2001年秋より始まったオーディション番組、オペラシオン・トゥリウンフォ。( http://www.portalmix.com )
これは国がスポンサーのTVEというテレビ局がやっているオーディション番組である。
優勝者は、毎年行われるユーロビシオンというヨーロッパ音楽の祭典にスペイン代表として参加できる。
番組は、まず各地方で行われる予備オーディションから、数人(または数十人)を選び出し、
バルセロナの郊外にある学校で、音楽合宿をさせる。(ファイトー!)毎週月曜日に行われる、オペラシオン・トゥリウンフォの番組のために、それぞれ毎週課題曲が与えられ、
それに沿い、さまざまな先生が発声やダンスから理論(英語の授業もあるよ)に渡るまで、手取り足取り教えてくれる。
生徒は24時間、音楽と向かいあうことになり、そこでさまざまなドラマが生まれるわけだ。
もちろんそれらは、衛星放送では綿密に流され、通常のテレビでも夜の9時半ごろから、
土日を除く毎日30分、今日の出来事のような形で要約が放送される。
でもこれだけでは、もちろんおもしろくない。
毎週月曜日の番組内で、生徒たちは一人づつ落とされていき、学校を去らなければならないのである。
視聴者側も、それはそれは、どきどきである。
思うに視聴者側は、毎日の学校の様子をテレビを通して見ているうちに、
普通の人がスターになっていく様子に共感し、それが大きな躍動感となる。
また、脱落者を最終的に決めるのは、視聴者。
だから、それが“誰がカッコイイ、かわいい”とか、“誰が歌がうまい”、“誰が残る”とか、
街を騒がす社会現象になるわけである。
いやはや、視聴者参加番組とはいえ、メディアはすごいもんだ。
その番組内の流れとしては、下記のとおりだ。
1.全員が満員のステージで課題曲を披露する。
2.その場にいる各音楽業界のお偉いさん数人が一人づつ評価し、4人の脱落候補者を選び出す。
3.学校の先生達が4人中の一人を救う。
4.3人以外の生徒たち(つまりその週の合格者)本人に一人一人、誰が残って欲しいかコメントさせ、多数決で一人救う。

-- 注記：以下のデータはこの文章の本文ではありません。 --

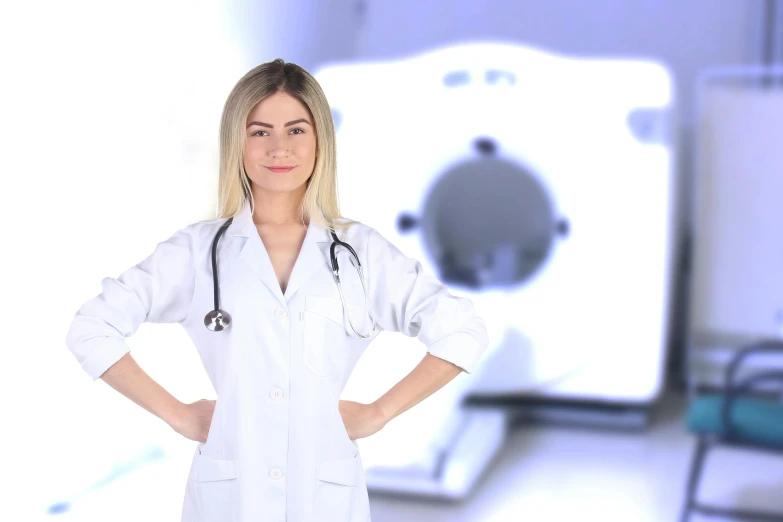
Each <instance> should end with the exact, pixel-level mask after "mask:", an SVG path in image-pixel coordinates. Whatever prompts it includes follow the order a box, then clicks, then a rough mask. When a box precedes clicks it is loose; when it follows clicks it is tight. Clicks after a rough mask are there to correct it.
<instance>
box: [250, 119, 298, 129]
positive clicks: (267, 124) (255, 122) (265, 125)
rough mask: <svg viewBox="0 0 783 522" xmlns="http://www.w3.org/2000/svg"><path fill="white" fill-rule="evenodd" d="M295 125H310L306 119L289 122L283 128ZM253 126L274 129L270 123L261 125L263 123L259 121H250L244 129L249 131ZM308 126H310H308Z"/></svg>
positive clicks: (284, 125) (263, 123) (271, 124)
mask: <svg viewBox="0 0 783 522" xmlns="http://www.w3.org/2000/svg"><path fill="white" fill-rule="evenodd" d="M297 123H306V124H308V125H310V122H309V121H307V120H306V119H304V118H299V119H298V120H294V121H289V122H288V123H286V124H285V125H283V127H290V126H291V125H296V124H297ZM253 125H258V126H259V127H267V128H269V129H274V128H275V126H274V125H272V124H271V123H263V122H260V121H251V122H250V123H248V124H247V127H246V128H248V129H249V128H250V127H252V126H253ZM310 126H312V125H310Z"/></svg>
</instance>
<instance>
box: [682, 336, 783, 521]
mask: <svg viewBox="0 0 783 522" xmlns="http://www.w3.org/2000/svg"><path fill="white" fill-rule="evenodd" d="M760 354H778V355H783V340H781V341H778V340H771V341H761V342H758V343H755V344H752V345H749V346H747V347H745V348H743V349H741V350H740V351H739V352H738V353H737V354H736V355H735V356H734V357H733V358H732V360H731V361H730V363H729V366H728V367H727V368H726V374H725V383H724V388H723V389H722V391H721V392H720V393H712V394H705V395H701V396H698V397H697V398H695V399H694V400H692V401H691V403H690V404H689V406H688V412H687V415H686V426H687V428H688V430H689V431H691V432H692V433H694V434H695V435H697V437H698V441H697V444H696V450H695V452H694V455H693V460H692V462H691V469H690V473H689V476H688V483H687V490H686V494H685V501H684V505H683V508H682V512H681V516H680V522H687V521H688V520H689V518H690V516H691V514H692V513H693V512H694V511H695V512H698V513H702V514H705V515H712V516H722V517H727V516H728V517H736V518H737V519H738V520H743V521H745V520H748V521H776V522H781V521H783V513H779V514H777V513H770V512H762V511H749V510H742V509H728V508H721V507H718V506H714V505H708V504H704V503H701V502H698V501H697V500H696V495H697V490H698V485H699V479H700V477H701V471H702V468H703V465H704V460H705V457H706V455H707V451H708V450H709V449H711V448H713V447H715V446H717V445H724V446H733V447H741V448H746V449H753V450H758V451H765V452H773V453H780V454H783V401H781V400H780V398H779V397H774V398H773V397H771V396H770V394H769V393H766V394H764V393H760V392H759V391H758V387H759V386H761V385H769V384H771V383H779V384H783V370H764V371H760V372H756V373H755V374H753V375H750V376H748V377H746V378H744V379H742V380H741V381H738V380H737V373H738V370H739V369H740V367H741V365H742V363H743V362H745V361H746V360H747V359H748V358H750V357H751V356H757V355H760Z"/></svg>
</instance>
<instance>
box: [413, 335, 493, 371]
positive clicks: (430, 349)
mask: <svg viewBox="0 0 783 522" xmlns="http://www.w3.org/2000/svg"><path fill="white" fill-rule="evenodd" d="M427 352H429V353H431V354H432V355H434V356H435V357H437V358H439V359H443V360H445V361H449V362H450V363H452V364H456V365H457V366H459V367H460V368H462V371H464V372H465V373H468V374H470V373H473V372H474V371H475V369H476V366H478V362H479V359H480V358H481V354H482V353H483V352H484V348H483V346H482V345H481V343H480V342H479V341H478V340H476V338H475V337H474V336H473V335H472V334H470V333H467V332H457V333H454V334H452V335H449V336H448V337H445V338H443V339H441V340H440V341H438V342H436V343H434V344H432V345H431V346H429V347H428V348H427Z"/></svg>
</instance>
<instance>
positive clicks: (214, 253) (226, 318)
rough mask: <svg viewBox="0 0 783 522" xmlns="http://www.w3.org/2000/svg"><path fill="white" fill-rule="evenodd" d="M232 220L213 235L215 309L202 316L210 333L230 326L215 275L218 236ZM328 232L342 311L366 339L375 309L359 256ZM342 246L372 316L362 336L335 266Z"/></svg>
mask: <svg viewBox="0 0 783 522" xmlns="http://www.w3.org/2000/svg"><path fill="white" fill-rule="evenodd" d="M233 220H234V218H233V217H231V218H228V220H227V221H226V222H225V223H223V225H222V226H221V227H220V230H218V231H217V234H215V239H213V240H212V284H213V288H214V294H215V309H214V310H212V311H211V312H209V313H208V314H207V315H206V316H204V326H206V327H207V329H208V330H210V331H212V332H219V331H221V330H224V329H226V328H228V327H229V326H230V325H231V315H230V314H229V313H228V312H226V311H225V310H221V309H220V300H219V296H220V289H219V288H218V274H217V244H218V241H219V240H220V236H222V235H223V232H225V231H226V229H227V228H228V227H229V225H231V222H232V221H233ZM329 232H330V233H331V235H332V245H331V247H330V248H329V256H330V258H331V261H332V273H333V274H334V279H335V281H337V289H338V290H339V291H340V301H341V302H342V305H343V310H345V313H346V315H347V316H348V324H350V325H351V330H353V332H354V333H355V334H356V335H357V336H359V337H361V338H363V339H366V338H367V337H370V336H371V335H372V334H373V333H375V309H374V308H373V306H372V301H371V300H370V296H369V294H368V293H367V284H366V283H365V281H364V272H363V271H362V264H361V263H360V262H359V256H358V255H356V251H355V250H354V249H353V247H351V245H349V244H348V243H346V242H344V241H340V240H339V239H338V238H337V234H335V232H334V229H333V228H330V229H329ZM338 245H339V246H344V247H345V248H347V249H348V251H349V252H350V253H351V264H352V265H353V266H354V267H355V268H356V270H357V272H358V273H359V279H360V280H361V282H362V289H363V290H364V313H365V314H366V313H367V309H368V308H369V310H370V312H371V315H372V330H370V333H368V334H366V335H363V334H360V333H359V332H357V331H356V328H355V327H354V326H353V321H351V312H350V311H349V309H348V307H347V306H346V305H345V296H344V295H343V285H342V284H341V283H340V265H338V264H337V256H336V255H335V250H334V249H335V247H336V246H338Z"/></svg>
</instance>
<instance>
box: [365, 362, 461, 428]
mask: <svg viewBox="0 0 783 522" xmlns="http://www.w3.org/2000/svg"><path fill="white" fill-rule="evenodd" d="M461 372H462V368H460V367H459V366H457V365H455V364H452V363H450V362H449V361H446V360H444V359H440V358H439V357H435V356H434V355H431V354H430V353H427V354H426V355H425V356H424V358H423V359H422V360H421V362H419V364H418V365H417V366H416V367H415V368H414V369H413V370H412V371H411V372H410V373H409V374H408V375H406V376H405V377H404V378H403V379H402V380H401V381H400V382H398V383H397V384H395V385H394V387H392V388H391V389H390V390H389V391H388V392H386V393H385V394H384V395H383V396H382V397H380V398H379V399H378V400H376V401H375V402H374V403H373V405H374V406H375V407H376V408H377V409H378V410H379V411H380V412H381V414H382V415H383V417H384V419H385V420H386V422H388V421H390V420H392V419H393V418H394V417H396V416H397V415H399V414H401V413H403V412H405V411H407V410H409V409H410V408H412V407H414V406H415V405H417V404H418V403H420V402H421V401H423V400H424V399H426V398H427V397H429V396H430V395H432V394H433V393H435V392H436V391H438V390H439V389H441V388H442V387H443V386H445V385H446V384H447V383H448V382H449V381H451V380H452V379H454V377H456V376H457V375H459V374H460V373H461Z"/></svg>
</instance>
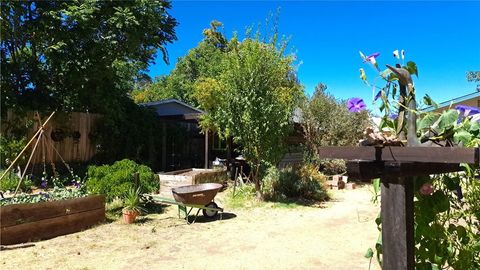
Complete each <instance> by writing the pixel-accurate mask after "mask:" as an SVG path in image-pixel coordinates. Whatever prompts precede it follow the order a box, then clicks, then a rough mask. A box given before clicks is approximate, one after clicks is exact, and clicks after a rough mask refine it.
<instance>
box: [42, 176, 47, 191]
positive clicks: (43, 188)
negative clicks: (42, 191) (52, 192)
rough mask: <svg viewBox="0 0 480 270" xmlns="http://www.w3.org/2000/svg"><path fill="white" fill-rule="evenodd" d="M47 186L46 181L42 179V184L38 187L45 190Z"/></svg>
mask: <svg viewBox="0 0 480 270" xmlns="http://www.w3.org/2000/svg"><path fill="white" fill-rule="evenodd" d="M47 184H48V182H47V179H45V178H42V182H41V183H40V187H41V188H43V189H45V188H47Z"/></svg>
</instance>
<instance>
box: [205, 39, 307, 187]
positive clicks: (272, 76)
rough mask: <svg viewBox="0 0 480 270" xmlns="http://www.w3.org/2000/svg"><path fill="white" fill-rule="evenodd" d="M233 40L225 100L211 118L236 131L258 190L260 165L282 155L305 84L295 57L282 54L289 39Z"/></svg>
mask: <svg viewBox="0 0 480 270" xmlns="http://www.w3.org/2000/svg"><path fill="white" fill-rule="evenodd" d="M232 44H233V45H232V46H234V49H232V51H231V52H230V53H229V54H228V57H227V58H226V59H225V61H224V69H223V71H224V72H223V74H222V75H221V82H222V84H223V85H224V87H225V89H224V91H223V92H222V93H223V96H222V98H221V101H222V103H221V104H218V107H217V108H218V110H217V111H215V112H213V113H214V115H213V116H212V118H213V119H214V122H215V123H216V126H217V127H219V133H221V134H223V135H225V136H226V135H232V136H233V138H234V141H235V142H236V143H238V144H240V145H242V147H243V149H242V154H243V156H244V157H245V158H246V159H247V161H249V162H250V164H251V165H252V168H253V172H254V174H253V176H254V178H255V180H256V183H257V191H259V188H260V184H259V181H260V179H259V177H258V175H259V172H260V170H261V166H262V165H268V164H276V163H277V162H278V161H279V159H280V158H281V155H282V153H283V150H284V149H283V148H284V138H285V136H286V135H287V133H288V132H289V130H291V128H292V125H291V118H292V115H293V110H294V108H295V107H296V106H297V105H298V101H299V99H300V97H301V96H302V87H301V86H300V85H299V83H298V81H297V80H296V77H295V74H294V69H293V66H292V64H293V60H294V58H293V57H292V56H285V55H284V53H283V52H284V50H285V47H286V43H285V42H282V43H280V44H276V43H269V44H266V43H262V42H260V41H259V40H258V39H251V38H247V39H245V40H244V41H243V42H241V43H238V42H235V41H232Z"/></svg>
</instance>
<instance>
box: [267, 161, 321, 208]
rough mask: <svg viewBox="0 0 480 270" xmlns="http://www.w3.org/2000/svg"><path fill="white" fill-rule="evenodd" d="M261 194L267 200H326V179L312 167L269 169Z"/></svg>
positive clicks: (311, 165)
mask: <svg viewBox="0 0 480 270" xmlns="http://www.w3.org/2000/svg"><path fill="white" fill-rule="evenodd" d="M263 181H264V186H263V187H264V190H263V194H264V197H265V199H267V200H280V201H282V200H288V199H304V200H314V201H323V200H327V199H328V194H327V191H326V189H325V185H324V184H325V181H326V178H325V176H324V175H323V174H321V173H320V172H319V171H318V169H317V168H316V167H315V166H313V165H304V166H302V167H300V168H298V169H292V168H286V169H282V170H280V171H279V170H278V169H277V168H275V167H271V168H269V169H268V170H267V174H266V176H265V177H264V179H263Z"/></svg>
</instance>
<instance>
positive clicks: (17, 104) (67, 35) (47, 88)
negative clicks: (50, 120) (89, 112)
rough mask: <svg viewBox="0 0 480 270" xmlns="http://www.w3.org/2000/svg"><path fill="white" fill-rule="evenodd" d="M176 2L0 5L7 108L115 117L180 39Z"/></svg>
mask: <svg viewBox="0 0 480 270" xmlns="http://www.w3.org/2000/svg"><path fill="white" fill-rule="evenodd" d="M170 6H171V5H170V2H169V1H164V0H154V1H145V0H135V1H93V0H88V1H80V0H74V1H5V2H4V1H2V3H1V28H2V31H1V42H0V56H1V62H2V71H1V75H2V78H1V86H2V106H3V108H13V107H15V106H18V105H22V106H23V107H29V108H32V109H59V108H60V109H62V110H71V109H74V110H85V109H89V110H90V111H95V112H100V113H105V112H115V111H116V109H117V107H118V106H117V103H118V99H119V98H122V97H124V96H126V94H127V92H128V91H130V90H131V88H133V86H134V83H135V81H141V80H144V79H145V77H146V76H145V70H146V68H147V66H148V64H149V63H152V62H153V60H154V57H155V54H156V52H157V50H160V51H161V53H162V54H163V59H164V61H165V62H168V61H167V59H168V55H167V50H166V47H165V46H166V45H167V44H168V43H171V42H172V41H174V40H176V35H175V31H174V28H175V26H176V25H177V22H176V20H175V19H174V18H173V17H171V16H170V15H169V13H168V10H169V9H170Z"/></svg>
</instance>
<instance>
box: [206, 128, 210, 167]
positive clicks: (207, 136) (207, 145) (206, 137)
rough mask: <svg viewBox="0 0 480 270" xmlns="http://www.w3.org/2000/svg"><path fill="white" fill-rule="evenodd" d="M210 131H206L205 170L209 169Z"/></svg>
mask: <svg viewBox="0 0 480 270" xmlns="http://www.w3.org/2000/svg"><path fill="white" fill-rule="evenodd" d="M208 149H209V147H208V129H207V130H206V131H205V169H208Z"/></svg>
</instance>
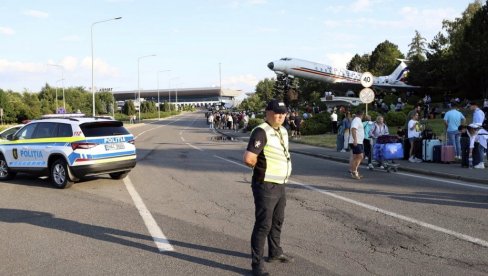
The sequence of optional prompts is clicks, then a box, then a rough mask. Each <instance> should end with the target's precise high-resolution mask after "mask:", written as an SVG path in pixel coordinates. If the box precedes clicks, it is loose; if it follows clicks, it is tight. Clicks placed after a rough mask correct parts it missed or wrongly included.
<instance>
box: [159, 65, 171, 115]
mask: <svg viewBox="0 0 488 276" xmlns="http://www.w3.org/2000/svg"><path fill="white" fill-rule="evenodd" d="M163 72H171V70H161V71H158V120H161V102H160V101H159V73H163ZM168 93H169V92H168Z"/></svg>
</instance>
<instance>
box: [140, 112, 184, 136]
mask: <svg viewBox="0 0 488 276" xmlns="http://www.w3.org/2000/svg"><path fill="white" fill-rule="evenodd" d="M181 118H182V117H180V118H178V119H176V120H174V121H172V122H169V123H167V124H165V125H160V126H157V127H153V128H151V129H148V130H144V131H143V132H141V133H139V134H137V136H135V137H134V139H137V137H139V136H141V135H143V134H144V133H146V132H149V131H153V130H155V129H158V128H161V127H164V126H167V125H171V124H174V123H176V122H177V121H179V120H181Z"/></svg>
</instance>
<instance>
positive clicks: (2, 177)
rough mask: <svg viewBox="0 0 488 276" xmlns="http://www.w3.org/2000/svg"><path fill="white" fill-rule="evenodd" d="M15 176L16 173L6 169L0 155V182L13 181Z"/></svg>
mask: <svg viewBox="0 0 488 276" xmlns="http://www.w3.org/2000/svg"><path fill="white" fill-rule="evenodd" d="M16 175H17V173H16V172H13V171H11V170H10V168H9V167H8V165H7V161H5V157H3V155H0V181H5V180H10V179H13V178H14V177H15V176H16Z"/></svg>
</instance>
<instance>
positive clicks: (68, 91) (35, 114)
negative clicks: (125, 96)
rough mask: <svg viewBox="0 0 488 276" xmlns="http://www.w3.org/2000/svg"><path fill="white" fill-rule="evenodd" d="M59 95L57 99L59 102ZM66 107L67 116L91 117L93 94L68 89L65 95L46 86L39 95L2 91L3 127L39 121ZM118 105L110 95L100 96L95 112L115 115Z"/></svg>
mask: <svg viewBox="0 0 488 276" xmlns="http://www.w3.org/2000/svg"><path fill="white" fill-rule="evenodd" d="M56 94H57V98H56ZM64 106H65V107H66V112H67V113H72V112H77V111H80V112H82V113H85V114H87V115H91V114H92V112H93V110H92V94H91V93H90V92H87V91H85V89H84V88H83V87H69V88H65V89H64V101H63V91H62V88H60V87H52V86H50V85H48V84H46V85H45V86H44V87H42V89H41V91H40V92H39V93H31V92H27V91H24V92H23V93H19V92H13V91H4V90H2V89H0V108H2V109H3V116H2V122H3V123H19V122H22V121H24V120H31V119H36V118H39V117H40V116H41V115H43V114H52V113H56V107H57V108H58V109H59V108H64ZM113 108H115V102H114V98H113V96H112V94H111V93H110V92H97V93H96V96H95V111H96V114H97V115H103V114H112V112H113V110H114V109H113Z"/></svg>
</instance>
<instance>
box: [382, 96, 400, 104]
mask: <svg viewBox="0 0 488 276" xmlns="http://www.w3.org/2000/svg"><path fill="white" fill-rule="evenodd" d="M383 101H384V102H385V103H386V104H387V105H388V106H390V104H396V103H397V101H398V96H395V95H386V96H385V97H384V98H383Z"/></svg>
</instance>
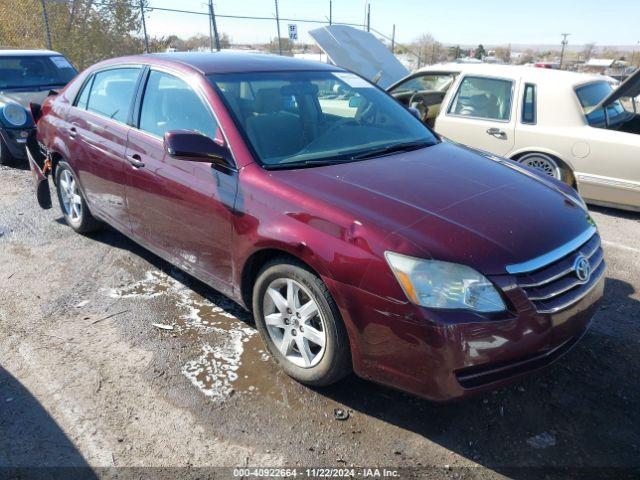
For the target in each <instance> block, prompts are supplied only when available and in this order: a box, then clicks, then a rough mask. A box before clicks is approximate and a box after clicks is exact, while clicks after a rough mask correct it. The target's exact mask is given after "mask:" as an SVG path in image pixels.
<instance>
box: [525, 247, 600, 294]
mask: <svg viewBox="0 0 640 480" xmlns="http://www.w3.org/2000/svg"><path fill="white" fill-rule="evenodd" d="M602 262H604V256H603V257H602V258H601V259H600V261H599V262H598V264H597V265H595V266H593V267H591V268H592V269H593V270H594V271H595V270H597V269H598V268H600V265H602ZM590 280H591V279H589V280H587V281H586V282H583V281H581V280H578V278H576V279H575V280H574V282H573V283H570V284H569V285H567V286H566V287H564V288H562V289H560V290H556V291H554V292H553V293H550V294H548V295H543V296H541V297H534V296H529V297H528V298H529V300H531V301H532V302H537V301H539V300H549V299H550V298H554V297H557V296H558V295H562V294H563V293H565V292H568V291H569V290H571V289H572V288H574V287H577V286H578V285H585V284H587V283H589V281H590Z"/></svg>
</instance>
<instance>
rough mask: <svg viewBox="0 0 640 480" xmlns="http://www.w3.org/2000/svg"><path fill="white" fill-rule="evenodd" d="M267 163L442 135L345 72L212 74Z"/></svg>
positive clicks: (258, 154) (274, 163)
mask: <svg viewBox="0 0 640 480" xmlns="http://www.w3.org/2000/svg"><path fill="white" fill-rule="evenodd" d="M210 80H211V81H212V83H213V84H214V85H215V87H216V88H217V89H218V91H219V92H220V94H221V95H222V97H223V98H224V101H225V102H226V104H227V107H228V108H229V110H230V111H231V113H232V115H233V116H234V117H235V121H236V124H237V125H238V127H239V128H240V130H241V131H242V132H243V134H244V136H245V138H246V139H247V140H248V142H249V143H250V145H251V146H252V147H253V150H254V151H255V153H256V155H257V157H258V159H259V161H260V162H261V163H262V164H263V165H264V166H265V167H267V168H293V167H301V166H314V165H324V164H328V163H343V162H348V161H355V160H361V159H365V158H371V157H376V156H382V155H387V154H390V153H393V152H398V151H407V150H413V149H418V148H424V147H427V146H430V145H433V144H435V143H437V142H438V141H439V140H438V139H437V138H436V137H435V135H434V134H433V133H431V131H430V130H429V129H428V128H426V127H425V126H424V125H423V124H422V123H421V122H420V121H419V120H418V119H417V118H416V117H414V116H413V115H412V114H411V113H410V112H409V111H408V110H407V109H405V108H404V107H403V106H402V105H400V104H399V103H398V102H397V101H395V100H394V99H393V98H392V97H390V96H389V95H387V94H386V93H385V92H383V91H381V90H380V89H379V88H377V87H375V86H374V85H372V84H371V83H369V82H367V81H366V80H363V79H362V78H360V77H358V76H357V75H354V74H352V73H348V72H343V71H335V72H333V71H306V72H289V71H285V72H267V73H237V74H218V75H212V76H210Z"/></svg>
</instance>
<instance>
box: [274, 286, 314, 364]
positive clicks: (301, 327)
mask: <svg viewBox="0 0 640 480" xmlns="http://www.w3.org/2000/svg"><path fill="white" fill-rule="evenodd" d="M263 314H264V321H265V325H266V329H267V332H268V334H269V337H270V338H271V340H272V342H273V344H274V345H275V347H276V348H277V349H278V350H279V351H280V353H281V354H282V356H283V357H285V358H286V359H287V360H288V361H290V362H291V363H293V364H294V365H296V366H298V367H302V368H311V367H314V366H315V365H317V364H318V363H319V362H320V361H321V360H322V356H323V354H324V352H325V346H326V343H327V333H326V325H327V324H326V321H325V319H324V318H323V315H322V313H321V312H320V309H319V308H318V304H317V302H316V301H315V300H314V299H313V297H312V295H311V293H310V291H309V290H308V289H307V288H306V287H304V286H303V285H302V284H300V283H299V282H297V281H295V280H293V279H291V278H278V279H276V280H274V281H272V282H271V283H270V284H269V286H268V287H267V289H266V291H265V294H264V298H263Z"/></svg>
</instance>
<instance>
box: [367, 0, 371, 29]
mask: <svg viewBox="0 0 640 480" xmlns="http://www.w3.org/2000/svg"><path fill="white" fill-rule="evenodd" d="M370 31H371V4H370V3H367V32H370Z"/></svg>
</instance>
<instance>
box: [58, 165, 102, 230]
mask: <svg viewBox="0 0 640 480" xmlns="http://www.w3.org/2000/svg"><path fill="white" fill-rule="evenodd" d="M56 190H57V192H58V200H59V201H60V208H61V209H62V213H63V214H64V219H65V220H66V222H67V224H68V225H69V226H70V227H71V228H73V229H74V230H75V231H76V232H78V233H88V232H92V231H94V230H97V229H98V228H99V226H100V223H99V222H98V220H96V219H95V218H94V217H93V215H91V212H90V211H89V207H87V202H86V201H85V199H84V197H83V196H82V192H81V191H80V188H79V186H78V180H77V179H76V176H75V174H74V173H73V171H72V170H71V167H69V165H68V164H67V163H66V162H60V163H59V164H58V167H57V168H56Z"/></svg>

5.残った二人のうち、どちらが残るかを視聴者に投票させる。
結果は次の月曜日まで持ち越し、ステージ上で発表される。
投票は、電話投票で行うのだが、これがすごい。
電話投票するには、一通話100円以上のお金を番組側がとるのだ。
有料投票。とはいえ、毎週すごい数の投票があるらしい。
もちろん投票者の中から勝ち残り者を投票した一人に対して、6000ユーロ(約78万円)の賞金が与えられる。
(投票数からいったら、こんな賞金なんて“へのかっぱ”でしょう。やっぱり最終的には、儲かるようにできてるのよねー。)
また、この番組の特色として、歌手デビューできるという特典もある。
第一回目は、生徒全員がデビューできたが、第二回目は、トップ3人のみ。
さあ次回はどうなることやら。。。